An expert group report has told Ireland that it is under a legal obligation to establish "effective and accessible" procedures so that women who are "legitimately entitled" can have an abortion.
The State must select locations where abortions may take place and taking into account "standards, geographical access and the need to have due regard to the right to the life of the unborn." These centers should be certified by the Health Minister.
The report was commissioned from an expert group after the European Court of Human Rights found that Irish citizens' rights were being violated because there were no procedures to establish if one qualified for a lawful abortion. According to the Irish Independent, the report, which was given to the Cabinet last week, will be published on Tuesday.
The report was compiled before the death of Savita Halappanavar, which has caused a political and public uproar.
Compiled by Mr Justice Sean Ryan, the report suggests that the 1861 statute governing abortion should be repealed.

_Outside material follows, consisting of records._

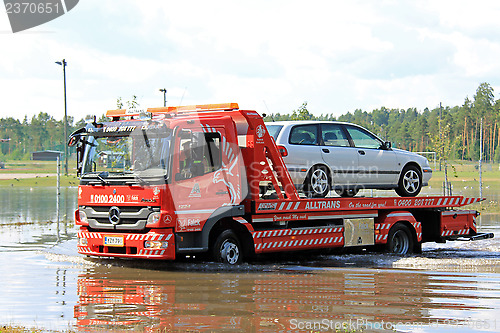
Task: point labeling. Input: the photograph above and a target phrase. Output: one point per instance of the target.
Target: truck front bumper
(156, 244)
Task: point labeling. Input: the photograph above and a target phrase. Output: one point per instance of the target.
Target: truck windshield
(134, 149)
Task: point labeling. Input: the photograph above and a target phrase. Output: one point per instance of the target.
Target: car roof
(305, 122)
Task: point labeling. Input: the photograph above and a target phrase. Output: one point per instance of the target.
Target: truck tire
(317, 183)
(410, 182)
(400, 240)
(227, 248)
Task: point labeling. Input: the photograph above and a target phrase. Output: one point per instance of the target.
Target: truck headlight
(82, 242)
(83, 216)
(153, 217)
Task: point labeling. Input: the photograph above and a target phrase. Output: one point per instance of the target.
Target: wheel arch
(416, 244)
(243, 233)
(410, 163)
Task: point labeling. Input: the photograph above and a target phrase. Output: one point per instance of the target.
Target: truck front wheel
(227, 248)
(400, 240)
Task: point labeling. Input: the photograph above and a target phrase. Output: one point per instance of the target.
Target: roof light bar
(174, 109)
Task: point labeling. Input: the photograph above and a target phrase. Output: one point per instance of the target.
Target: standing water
(46, 284)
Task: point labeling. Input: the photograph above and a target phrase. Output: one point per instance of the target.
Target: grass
(66, 181)
(21, 329)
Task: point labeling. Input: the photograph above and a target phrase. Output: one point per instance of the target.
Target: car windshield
(136, 148)
(274, 130)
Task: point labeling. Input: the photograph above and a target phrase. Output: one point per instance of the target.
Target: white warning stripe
(461, 232)
(291, 232)
(299, 243)
(400, 214)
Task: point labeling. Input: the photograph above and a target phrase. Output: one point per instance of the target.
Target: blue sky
(269, 56)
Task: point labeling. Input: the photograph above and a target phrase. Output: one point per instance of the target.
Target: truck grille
(127, 217)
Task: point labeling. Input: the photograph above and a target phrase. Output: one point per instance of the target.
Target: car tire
(347, 193)
(317, 183)
(227, 248)
(400, 240)
(410, 182)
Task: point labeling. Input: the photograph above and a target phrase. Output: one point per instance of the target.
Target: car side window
(304, 135)
(333, 135)
(362, 138)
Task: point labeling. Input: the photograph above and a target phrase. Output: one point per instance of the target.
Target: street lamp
(164, 91)
(64, 64)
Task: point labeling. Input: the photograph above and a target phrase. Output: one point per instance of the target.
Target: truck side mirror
(76, 136)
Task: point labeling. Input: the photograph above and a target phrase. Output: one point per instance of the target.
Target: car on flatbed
(325, 155)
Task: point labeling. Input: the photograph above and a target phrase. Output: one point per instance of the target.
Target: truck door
(204, 177)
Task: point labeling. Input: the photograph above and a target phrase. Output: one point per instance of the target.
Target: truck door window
(199, 154)
(363, 139)
(333, 135)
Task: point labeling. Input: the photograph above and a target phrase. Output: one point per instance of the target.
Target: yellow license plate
(114, 241)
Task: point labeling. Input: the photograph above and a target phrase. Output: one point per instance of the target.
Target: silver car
(322, 156)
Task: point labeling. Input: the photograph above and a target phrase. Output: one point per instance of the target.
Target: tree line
(451, 131)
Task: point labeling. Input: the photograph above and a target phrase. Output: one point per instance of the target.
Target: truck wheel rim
(411, 181)
(319, 181)
(230, 252)
(401, 242)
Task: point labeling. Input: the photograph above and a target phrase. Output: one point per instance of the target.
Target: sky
(266, 55)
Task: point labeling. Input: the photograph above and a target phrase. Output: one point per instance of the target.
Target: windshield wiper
(103, 175)
(138, 180)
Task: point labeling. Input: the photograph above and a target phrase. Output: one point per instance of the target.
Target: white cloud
(336, 55)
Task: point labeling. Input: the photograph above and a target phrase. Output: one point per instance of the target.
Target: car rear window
(304, 135)
(274, 130)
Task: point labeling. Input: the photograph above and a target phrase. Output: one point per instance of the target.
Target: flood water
(46, 284)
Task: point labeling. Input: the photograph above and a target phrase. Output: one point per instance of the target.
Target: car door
(303, 150)
(377, 165)
(337, 152)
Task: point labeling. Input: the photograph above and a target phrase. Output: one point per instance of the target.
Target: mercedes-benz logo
(114, 215)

It notes that while the government "is entitled to and indeed obliged to regulate and monitor" the rights of the unborn, it must ensure that "measures that are introduced to give effect to this constitutional right should not act as an obstacle to any woman who is legitimately entitled to seek a termination on lawful grounds."

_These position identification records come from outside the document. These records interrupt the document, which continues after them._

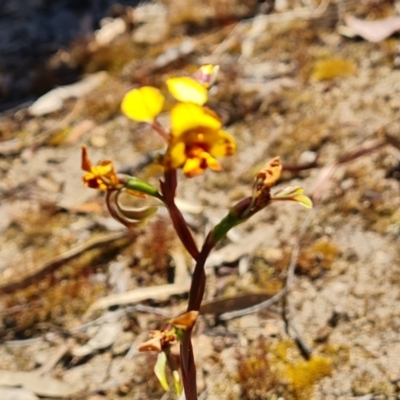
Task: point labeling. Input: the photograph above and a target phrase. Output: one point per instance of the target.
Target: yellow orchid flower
(207, 75)
(196, 139)
(143, 105)
(188, 90)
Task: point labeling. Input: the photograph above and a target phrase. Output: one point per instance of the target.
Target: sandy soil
(293, 88)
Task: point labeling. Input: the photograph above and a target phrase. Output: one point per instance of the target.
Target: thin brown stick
(58, 261)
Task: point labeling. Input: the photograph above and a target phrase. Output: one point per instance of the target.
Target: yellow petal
(143, 104)
(187, 90)
(192, 167)
(186, 117)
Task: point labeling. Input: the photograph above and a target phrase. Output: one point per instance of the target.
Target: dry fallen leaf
(373, 31)
(42, 386)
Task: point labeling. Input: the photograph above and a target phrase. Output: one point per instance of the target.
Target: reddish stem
(168, 189)
(196, 294)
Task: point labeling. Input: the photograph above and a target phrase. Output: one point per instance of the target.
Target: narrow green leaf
(159, 370)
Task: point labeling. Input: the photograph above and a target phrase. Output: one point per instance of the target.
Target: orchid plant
(195, 141)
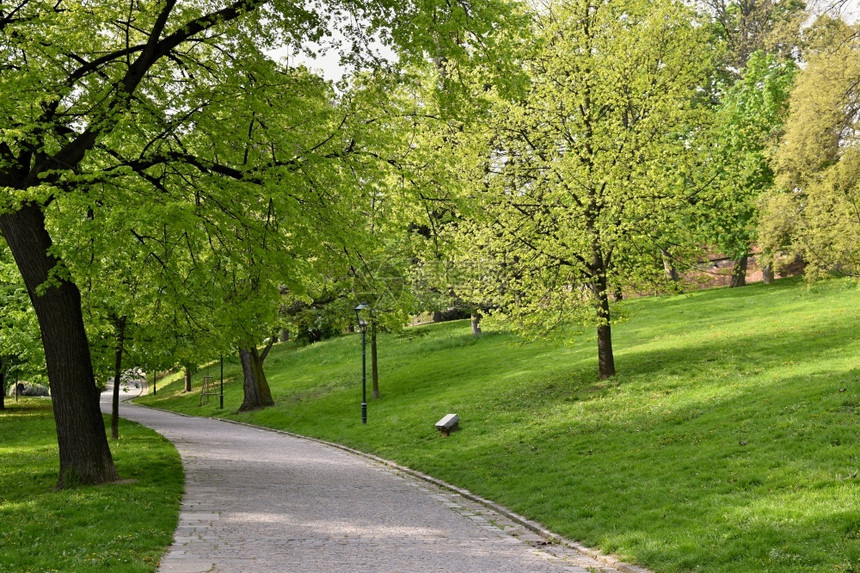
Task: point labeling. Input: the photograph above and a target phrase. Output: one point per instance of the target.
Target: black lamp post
(362, 326)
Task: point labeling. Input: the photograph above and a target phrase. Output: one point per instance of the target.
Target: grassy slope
(122, 527)
(725, 443)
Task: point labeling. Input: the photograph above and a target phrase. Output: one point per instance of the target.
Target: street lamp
(362, 326)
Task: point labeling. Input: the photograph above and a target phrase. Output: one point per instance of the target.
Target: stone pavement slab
(259, 500)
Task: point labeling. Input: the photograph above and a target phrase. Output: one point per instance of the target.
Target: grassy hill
(728, 442)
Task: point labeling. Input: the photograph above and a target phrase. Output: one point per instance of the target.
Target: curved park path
(258, 500)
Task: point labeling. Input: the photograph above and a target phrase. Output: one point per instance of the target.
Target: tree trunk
(739, 272)
(256, 387)
(605, 357)
(85, 456)
(669, 266)
(476, 324)
(374, 364)
(119, 327)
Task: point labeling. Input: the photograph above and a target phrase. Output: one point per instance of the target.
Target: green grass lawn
(728, 442)
(123, 527)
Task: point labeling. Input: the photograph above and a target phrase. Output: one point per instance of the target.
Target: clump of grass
(123, 526)
(727, 443)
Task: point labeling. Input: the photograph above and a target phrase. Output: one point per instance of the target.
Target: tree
(746, 125)
(20, 352)
(815, 213)
(100, 95)
(587, 168)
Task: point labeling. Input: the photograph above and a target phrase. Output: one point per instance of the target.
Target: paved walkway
(257, 500)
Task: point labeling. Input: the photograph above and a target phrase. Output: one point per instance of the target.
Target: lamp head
(362, 324)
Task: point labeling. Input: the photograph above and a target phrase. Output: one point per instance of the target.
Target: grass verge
(727, 443)
(124, 527)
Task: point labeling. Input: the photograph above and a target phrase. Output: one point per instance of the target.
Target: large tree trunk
(84, 452)
(739, 272)
(374, 364)
(605, 357)
(476, 324)
(119, 326)
(257, 392)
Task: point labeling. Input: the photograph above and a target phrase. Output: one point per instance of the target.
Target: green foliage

The Irish Independent reports that the report finds that, "In the case of a risk to the mother it must establish criteria or procedures by which a doctor is to assess that risk; and set up an independent review system where a patient disputes her doctor's refusal to certify that she is entitled to a lawful abortion and where there is a disagreement between doctors as to whether one is necessary."
The report states, "Ultimately, the most politically contentious aspect of the report is likely to be its analysis of whether non-statutory guidelines on the rights of a woman to an abortion in Irish hospitals, or a legislative response, will meet the requirements of the European Court of Human Rights."
The Irish Independent reports that "consideration was given to the possibility of implementing the judgement without recourse to legislation," but the report states is unlikely that "guidelines in isolation" or "some non-statutory protocols" would "fulfil all the requirements set by the European Court of Human Rights judgement."